Veganer Strom neuer Trend?

Ein Energieunternehmen bietet Strom ohne tierische Produkte und für Tierwohl an.

Ökostrom entspricht dem Zeitgeist. Energieverbraucher achten zunehmend nicht nur auf die Stromkosten, sondern auf nachhaltige Energiequellen. Dazu zählt auch Biogas aus Tierhaltungsbetrieben – unter anderem auch eine zusätzliche Einnahmequelle für Tierhalter.
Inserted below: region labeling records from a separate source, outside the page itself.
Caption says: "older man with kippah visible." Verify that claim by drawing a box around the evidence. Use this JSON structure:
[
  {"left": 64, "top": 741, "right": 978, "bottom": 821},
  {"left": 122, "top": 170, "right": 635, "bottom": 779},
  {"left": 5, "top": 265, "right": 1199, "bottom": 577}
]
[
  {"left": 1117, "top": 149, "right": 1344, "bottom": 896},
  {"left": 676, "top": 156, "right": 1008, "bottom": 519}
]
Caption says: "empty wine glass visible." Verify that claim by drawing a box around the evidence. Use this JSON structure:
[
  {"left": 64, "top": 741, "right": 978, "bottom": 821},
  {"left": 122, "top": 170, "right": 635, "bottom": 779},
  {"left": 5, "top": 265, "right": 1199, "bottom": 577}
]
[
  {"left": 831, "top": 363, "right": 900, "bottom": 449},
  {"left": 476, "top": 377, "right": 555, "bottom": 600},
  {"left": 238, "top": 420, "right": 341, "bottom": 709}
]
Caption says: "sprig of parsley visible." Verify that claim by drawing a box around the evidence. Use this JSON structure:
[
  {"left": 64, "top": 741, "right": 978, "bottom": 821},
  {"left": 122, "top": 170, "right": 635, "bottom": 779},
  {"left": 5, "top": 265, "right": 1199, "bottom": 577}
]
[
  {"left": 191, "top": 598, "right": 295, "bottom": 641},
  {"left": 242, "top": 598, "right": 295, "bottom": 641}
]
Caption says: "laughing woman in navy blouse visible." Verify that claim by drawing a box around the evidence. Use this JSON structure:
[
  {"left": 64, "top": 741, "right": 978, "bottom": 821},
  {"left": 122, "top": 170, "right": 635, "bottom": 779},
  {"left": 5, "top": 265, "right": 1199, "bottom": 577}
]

Die Ludwigshafener TWL Energie Deutschland GmbH ist auf den veganen Trend aufgesprungen und bietet unter der Marke “vegawatt” veganen Strom an. Wie soll das gehen? Vegan war bislang nur in Bezug auf Lebensmittel in aller Munde. Beim veganen Strom spielt laut TWL sowohl die CO2-Belastung durch Gülle bei Biogas eine Rolle als auch die Gefährdung von Tieren durch nachhaltige Energiegewinnung.

Zuckerrüben und Solar

Das Unternehmen verspricht Strom, für den nicht nur auf tierische Ausscheidungen verzichtet wird, sondern für den Tiere auch nicht “gefährdet sind”. So wird auch auf Windenergie verzichtet. Der Grund: Fledermäuse und Greifvögel sind durch die Rotorblätter gefährdet. Auch an Fischverlust denkt das Energieunternehmen. Sogenannte Offshore-Windanlagen im Meer ziehen durch den Betrieb und die Wartung Fischverluste nach sich. “Wir mussten leider feststellen: was ökologisch im Sinne unserer Umwelt hergestellt wird, ist nicht zwingend nachhaltig im Sinne des Tierschutzes.”, so die TWL. Deshalb speist das Unternehmen nur Biogas-Strom aus Zuckerrübenschnitzel und Solarenergie in das Netz ein. In Deutschland werden auf knapp 300.000 Hektar Zuckerrüben angebaut.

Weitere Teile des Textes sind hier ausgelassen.